Stream Graph

In this chapter, we will start to learn DtCraft's stream graph programming model and deploy applications on a cluster. The idea of streaming is analogous to an assembly pipeline, where one end produces data and the other end takes action on the data. In real applications, data streams come continuously and indefinitely, and we need to compute the data soon after they arrive. Our stream graph programming model is developed based on this behavior.

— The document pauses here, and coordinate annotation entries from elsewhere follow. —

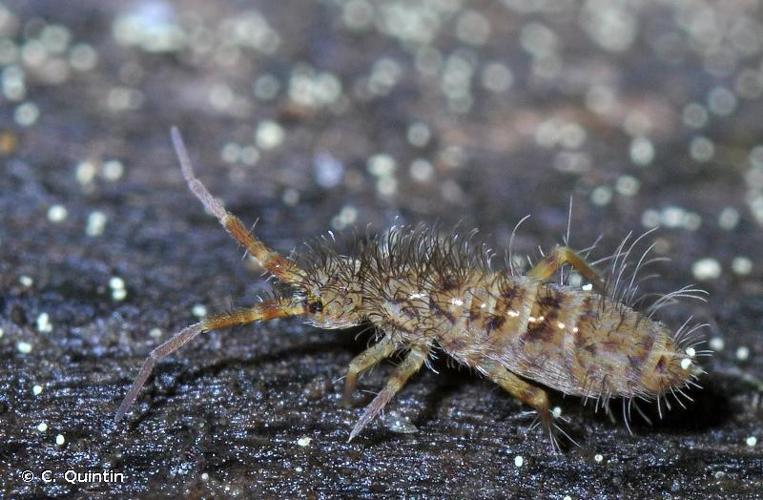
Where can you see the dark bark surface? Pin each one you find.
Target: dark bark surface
(643, 113)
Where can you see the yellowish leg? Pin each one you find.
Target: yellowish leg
(279, 266)
(527, 393)
(362, 362)
(404, 371)
(560, 256)
(260, 312)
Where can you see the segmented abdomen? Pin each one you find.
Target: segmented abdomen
(569, 339)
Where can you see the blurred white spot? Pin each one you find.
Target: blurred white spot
(706, 269)
(304, 441)
(743, 353)
(57, 213)
(269, 134)
(741, 266)
(43, 323)
(327, 170)
(717, 344)
(728, 218)
(701, 149)
(398, 423)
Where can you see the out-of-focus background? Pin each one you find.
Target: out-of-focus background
(331, 115)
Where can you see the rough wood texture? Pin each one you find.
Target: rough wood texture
(255, 411)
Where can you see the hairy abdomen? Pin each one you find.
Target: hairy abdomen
(569, 339)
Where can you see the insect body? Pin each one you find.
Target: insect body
(425, 294)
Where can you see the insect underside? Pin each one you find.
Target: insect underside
(426, 293)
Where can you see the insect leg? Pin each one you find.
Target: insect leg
(260, 312)
(544, 269)
(279, 266)
(523, 391)
(362, 362)
(405, 370)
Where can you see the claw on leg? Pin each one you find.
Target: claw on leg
(560, 256)
(410, 365)
(261, 312)
(528, 394)
(279, 266)
(362, 362)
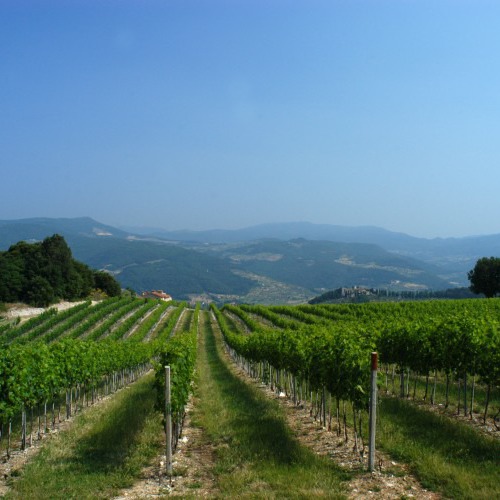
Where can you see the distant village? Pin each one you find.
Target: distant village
(156, 294)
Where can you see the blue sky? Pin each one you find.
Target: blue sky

A stream graph consists of three key components, vertex, stream, and container. Vertex is used to synchronize all adjacent streams, and to store application-specific data at runtime. Stream connects vertices and invokes computation callback when data arrive. Container is used to request resources (cpu, memory) for your program. The class Graph is the main entry to create these components.

class Graph {
  VertexBuilder vertex();
  StreamBuilder stream(key_type, key_type);
  ContainerBuilder container(); 
};

Each graph component is associated with a unique integer key which is deterministically consistent throughout an application's lifetime. Since a graph may be partitioned into different portions running on different machines, we use these keys to enable partial execution and decide which component goes to which partition.

Vertex

Vertex represents a persistent storage to interact with incoming and outgoing streams. It has a constructor-like callback to synchronize adjacent streams, and a public std::any object to store application-specific data. This is similar to C-style void* but safer in type conversion. You can access a particular input stream or output stream at a vertex given a stream key. In most situations, we only obtain the output stream from a vertex to write data. The source code of vertex can be found in include/dtc/kernel/vertex.hpp and src/kernel/vertex.cpp. The code below shows a list of common methods to call from a vertex.

class Vertex {
  const key_type key;  // key of this vertex
  std::any any;        // store your data of any types

  std::shared_ptr<InputStream> istream(key_type key) const;
  std::shared_ptr<OutputStream> ostream(key_type key) const;

  void remove_ostream(key_type key) const;
  void remove_istream(key_type key) const;
  
  template <typename... T>
  void broadcast(T&&...) const;
  
  template <typename K, typename... T>
  void broadcast_to(K&& keys, T&&...) const;
};

Most methods are easily understandable by their names.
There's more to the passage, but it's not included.